A cabeça da minha avó
A Laurinda, a minha avó, e a sua cabeça nasceram no Minho há 86 longínquos anos atrás. O país era outro, aquele Portugal já só se encontra em raras histórias contadas ou escritas.
Filha de uma família pobre de Ponte de Lima, a minha avó cedo começou a trabalhar. Era rapariga e poucas coisas haviam no futuro de uma rapariga para além do trabalho, o casamento e o servir. A vida era feita no campo, com animais, com as hortas e os lavores normais e brutos do antigamente. Não tinha nem dez anos, a escola era uma miragem, a preocupação era a comida em cima da mesa ao final do dia. O objectivo era a sobrevivência, desta e a de muitas famílias, num Portugal de gente calada, obediente e sob uma ditadura que iria durar mais 40 anos.
Aquele Portugal não era sítio bom. Não era sítio de gente feliz e o pobre era quem mais o sabia, é essa a sua sina. A minha avó passou dias em que a comida que colocava no estômago eram frutas apanhadas em árvores e nada mais. Raramente diz que passou fome na infância, mas faz questão de dizer muitas vezes que a comida era muito pouca e que hoje em dia desperdiçamos demasiado. Essa escassez de tudo haveria de lhe marcar o resto da vida, mesmo quando já tinha uma vida mais confortável.

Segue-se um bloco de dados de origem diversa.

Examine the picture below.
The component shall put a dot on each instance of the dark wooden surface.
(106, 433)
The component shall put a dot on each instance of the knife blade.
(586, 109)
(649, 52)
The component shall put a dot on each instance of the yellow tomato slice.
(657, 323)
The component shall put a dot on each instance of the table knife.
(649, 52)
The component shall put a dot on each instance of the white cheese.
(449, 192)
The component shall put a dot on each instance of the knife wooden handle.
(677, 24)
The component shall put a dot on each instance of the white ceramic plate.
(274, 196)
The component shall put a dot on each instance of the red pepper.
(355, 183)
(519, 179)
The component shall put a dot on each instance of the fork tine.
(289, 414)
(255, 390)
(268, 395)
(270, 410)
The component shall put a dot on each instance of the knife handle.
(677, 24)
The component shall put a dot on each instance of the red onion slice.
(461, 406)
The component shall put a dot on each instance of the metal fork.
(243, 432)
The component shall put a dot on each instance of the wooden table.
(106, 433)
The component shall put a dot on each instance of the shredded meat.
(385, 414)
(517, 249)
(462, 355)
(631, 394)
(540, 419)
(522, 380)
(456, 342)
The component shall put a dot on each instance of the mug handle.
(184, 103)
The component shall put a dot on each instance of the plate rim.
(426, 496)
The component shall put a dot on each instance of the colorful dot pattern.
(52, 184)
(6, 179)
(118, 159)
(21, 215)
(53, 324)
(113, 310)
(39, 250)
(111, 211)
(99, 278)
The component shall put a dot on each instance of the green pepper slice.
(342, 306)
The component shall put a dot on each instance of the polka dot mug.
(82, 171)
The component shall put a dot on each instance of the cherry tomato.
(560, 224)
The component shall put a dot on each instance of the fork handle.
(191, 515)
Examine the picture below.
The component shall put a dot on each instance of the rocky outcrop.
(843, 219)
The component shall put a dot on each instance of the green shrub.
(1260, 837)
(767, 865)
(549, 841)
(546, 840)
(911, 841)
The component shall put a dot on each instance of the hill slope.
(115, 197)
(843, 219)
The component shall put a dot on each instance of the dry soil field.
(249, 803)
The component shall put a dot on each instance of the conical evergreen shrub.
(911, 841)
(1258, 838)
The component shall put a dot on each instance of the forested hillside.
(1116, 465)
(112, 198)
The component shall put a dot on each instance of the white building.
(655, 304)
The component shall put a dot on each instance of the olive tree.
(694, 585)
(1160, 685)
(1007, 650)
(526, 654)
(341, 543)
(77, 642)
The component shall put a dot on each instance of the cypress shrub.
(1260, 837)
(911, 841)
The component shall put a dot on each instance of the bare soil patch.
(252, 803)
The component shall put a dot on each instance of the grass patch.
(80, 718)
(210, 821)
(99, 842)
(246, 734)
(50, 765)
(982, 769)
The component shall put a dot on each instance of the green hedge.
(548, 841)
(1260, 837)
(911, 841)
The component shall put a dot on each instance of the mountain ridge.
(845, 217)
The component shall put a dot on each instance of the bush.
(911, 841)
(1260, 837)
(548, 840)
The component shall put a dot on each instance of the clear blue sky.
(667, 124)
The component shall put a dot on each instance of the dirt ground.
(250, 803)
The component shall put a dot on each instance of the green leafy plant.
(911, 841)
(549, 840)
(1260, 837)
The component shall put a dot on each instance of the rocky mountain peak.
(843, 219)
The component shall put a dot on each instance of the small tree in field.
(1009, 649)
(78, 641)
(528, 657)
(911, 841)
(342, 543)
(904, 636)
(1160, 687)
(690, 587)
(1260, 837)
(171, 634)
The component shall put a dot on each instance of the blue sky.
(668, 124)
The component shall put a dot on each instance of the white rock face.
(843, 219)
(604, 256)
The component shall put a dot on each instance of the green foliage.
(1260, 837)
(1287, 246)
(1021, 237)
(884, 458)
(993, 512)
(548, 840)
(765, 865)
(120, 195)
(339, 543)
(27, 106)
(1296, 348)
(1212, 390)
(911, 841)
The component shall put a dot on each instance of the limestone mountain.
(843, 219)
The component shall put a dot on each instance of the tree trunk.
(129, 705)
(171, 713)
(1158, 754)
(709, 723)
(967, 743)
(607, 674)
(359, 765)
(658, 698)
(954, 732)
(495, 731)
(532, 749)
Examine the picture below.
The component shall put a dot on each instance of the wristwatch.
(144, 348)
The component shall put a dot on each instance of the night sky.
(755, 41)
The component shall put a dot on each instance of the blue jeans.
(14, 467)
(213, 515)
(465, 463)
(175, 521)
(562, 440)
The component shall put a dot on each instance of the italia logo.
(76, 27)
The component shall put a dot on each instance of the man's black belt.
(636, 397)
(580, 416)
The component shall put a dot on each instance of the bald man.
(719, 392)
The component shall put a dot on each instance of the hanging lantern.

Veio para Lisboa muito nova, para servir em casa de "senhores". Gente rica que punha crianças a trabalhar nas suas casas, em tarefas domésticas e tudo o que disso advém. Um Portugal de classes bem distintas, uma Lisboa de gente rica e que dependia do outro Portugal, o sempre esquecido mas vital Portugal pobre.
Foram anos em casa dos senhores, onde aprendeu a cozinhar aquilo que no futuro iria deliciar filhos, netos e bisnetos, anos esses onde a escola continuava a ser uma miragem. Ser uma mulher nestes anos era impedimento do mais básico, do mais elementar.
A Laurinda nunca aprendeu a escrever, nunca aprendeu a ler. Nunca foi exposta ao mínimo de educação formal. O impacto disso é incalculável e é algo que, há muito tempo, me entristece profundamente. Contudo, isso não fez com que a cabeça da Laurinda fosse menos profunda, menos inquisitiva que as de todos nós.
Teve sempre uma cabeça que pensava demais, demasiado rápido e com demasiado afinco. E nunca perdeu totalmente o sotaque minhoto, ficando como que uma raíz, uma ligação aos inícios.
Casou com o meu avô, um homem que tinha pouco de sensível e que raramente a tratava com carinho, um homem que descobriu os prazeres do alcool bem cedo. Frequentemente contava a minha avó como ele ia sair todas as noites com os amigos e ela era proibida disso. Ficava em casa, à espera do regresso do seu homem, a rezar por boas sortes e bons vinhos.
Teve dois filhos, o mais velho o meu pai, e para eles viveu o resto da vida. Foram o produto da sua vida. Foi tão boa mãe como boa avó, cumprindo, avançando.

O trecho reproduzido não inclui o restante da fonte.